Non dovrei nemmeno, spiegare perché, nella serata di ieri, avessi diffuso cinque o sei sciocchezze, sulla mia pagina. Ma tant'è, seppure fosse evidente lo scopo, spiego ugualmente.
Non mi posso definire "veterano di Facebook", l'ingresso attivo era avvenuto, circa due anni fa, in ragione dell'uscita del mio libro, subito però, mi ero accorto della preziosità dello spazio che offriva alla voce di chiunque. Pur conoscendo la sentenza di Umberto Eco: I social hanno permesso a tutti gli imbecilli di dire la sua, avevo pensato che, sì è vero, però lascia spazio anche a chi imbecille non è. Il primo post, da me scritto, era in memoria di Giorgio Ambrosoli, l'avvocato milanese ucciso dal killer inviato dal mafioso Michele Sindona e per stigmatizzare il giudizio di Giulio Andreotti: se l'è cercata. In seguito, gli argomenti trattati, erano volti a commentare fatti diversi, tutti però di carattere sociale. Il problema di chi migra in cerca di futuro migliore, la parità di genere, tutt'ora negata alle donne, la nascita del califfato e le conseguenze connesse, il declino della Comunità Europea, il fenomeno diffuso della pedofilia, la morte in mare di bambine e bambini, minimo due al giorno, in ultimo, trattato con frequenza, perché di carattere attuale: la pari dignità nei diritti, da riconoscere alle persone omosessuali.

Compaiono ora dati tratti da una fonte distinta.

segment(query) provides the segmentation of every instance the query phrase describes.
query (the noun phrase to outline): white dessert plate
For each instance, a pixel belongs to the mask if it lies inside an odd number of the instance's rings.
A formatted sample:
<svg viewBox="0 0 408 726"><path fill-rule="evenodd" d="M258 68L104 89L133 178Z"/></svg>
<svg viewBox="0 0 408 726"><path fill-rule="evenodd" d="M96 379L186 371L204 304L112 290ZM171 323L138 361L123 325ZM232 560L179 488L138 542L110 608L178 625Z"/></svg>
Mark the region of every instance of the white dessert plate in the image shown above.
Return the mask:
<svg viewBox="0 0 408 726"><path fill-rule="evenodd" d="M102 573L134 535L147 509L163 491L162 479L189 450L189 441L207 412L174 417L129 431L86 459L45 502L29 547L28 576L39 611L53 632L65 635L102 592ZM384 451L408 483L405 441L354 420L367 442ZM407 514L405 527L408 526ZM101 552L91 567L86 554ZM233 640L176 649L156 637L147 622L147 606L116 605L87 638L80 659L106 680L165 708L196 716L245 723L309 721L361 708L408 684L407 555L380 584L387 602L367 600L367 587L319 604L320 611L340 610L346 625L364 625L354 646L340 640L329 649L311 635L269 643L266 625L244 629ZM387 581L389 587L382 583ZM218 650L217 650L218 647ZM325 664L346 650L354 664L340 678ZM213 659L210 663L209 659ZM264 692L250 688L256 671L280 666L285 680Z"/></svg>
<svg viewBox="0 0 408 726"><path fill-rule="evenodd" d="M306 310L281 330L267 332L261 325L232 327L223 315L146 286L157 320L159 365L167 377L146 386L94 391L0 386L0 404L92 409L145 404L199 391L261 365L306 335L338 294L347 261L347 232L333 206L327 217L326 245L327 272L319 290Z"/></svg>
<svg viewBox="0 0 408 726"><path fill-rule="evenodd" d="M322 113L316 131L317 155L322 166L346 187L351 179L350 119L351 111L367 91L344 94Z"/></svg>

Può apparire bizzarro, mi spenda su certi temi, non essendo certamente, né donna, né bambino, né migrante, in quanto all'omosessualità, ho già chiarito, non sono omosessuale, libero chiunque però, di pensare il contrario. Invece una cosa è certa: al 99% delle persone dei miei scritti frega nulla, impegnate come sono a osservare il tratto più comune a tutti: l'ombelico proprio.